The Foundation of Saint Petersburg by the German-Russian painter Alexander Ewstafijewitsch von Kotzebue (1815-1889). Kotzebue depicted here Tsar Peter the Great as a the visionary founder of the city. Artisans and architects are fascinated at his feet while he is dramatically illuminated.
Battle of Svolder (1883) by the Norwegian painter Otto Ludvig Sinding (1842-1909). Sinding depicted here the decisive battle which resulted in the independence of Norway. Quite normal work that far, but more interesting is that he was much more famous for his landscape paintings of the wild Lofoten Islands. And because of that, I think, his battle painting is much more about the sea in the North and the light there than about that battle itself.
The Landing of the Pilgrim Fathers by the Anglo-American painter George Henry Boughton (1834-1905). One of the great foundation myths of the United States. The men are pious but armed, few in a deserted hostile world. Looks nothing inviting at all, their new world.

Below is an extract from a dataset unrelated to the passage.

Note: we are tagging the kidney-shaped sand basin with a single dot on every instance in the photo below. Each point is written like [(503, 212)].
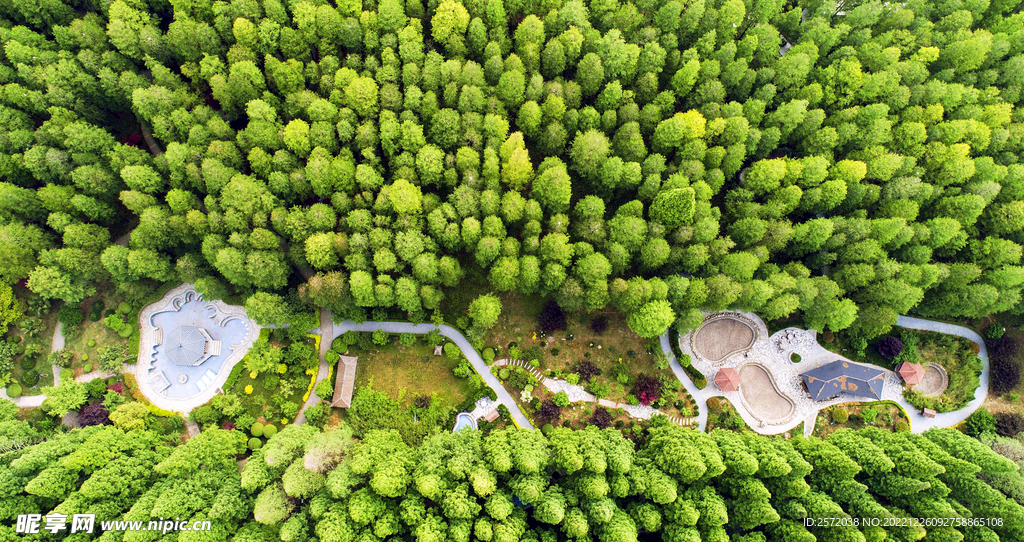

History painting dates back to the Renaissance and was long considered to be the "grand genre". Nevertheless it has its peak in the 19th century forged by Neoclassicism and Romanticism. There it became the artistic contribution in the process of the construction of National Identities of the European and American nations.
At the same time history painting under the influence of historism pretended to be "realistic", to show history how it has been. Above all it was this pretension that led to the great failure of History painting AND Realism at the end of the century.
When artists and their public realized that telling history always will be subjective and a painting will always be an illusion Realism and history painting lost their ground to modern painting.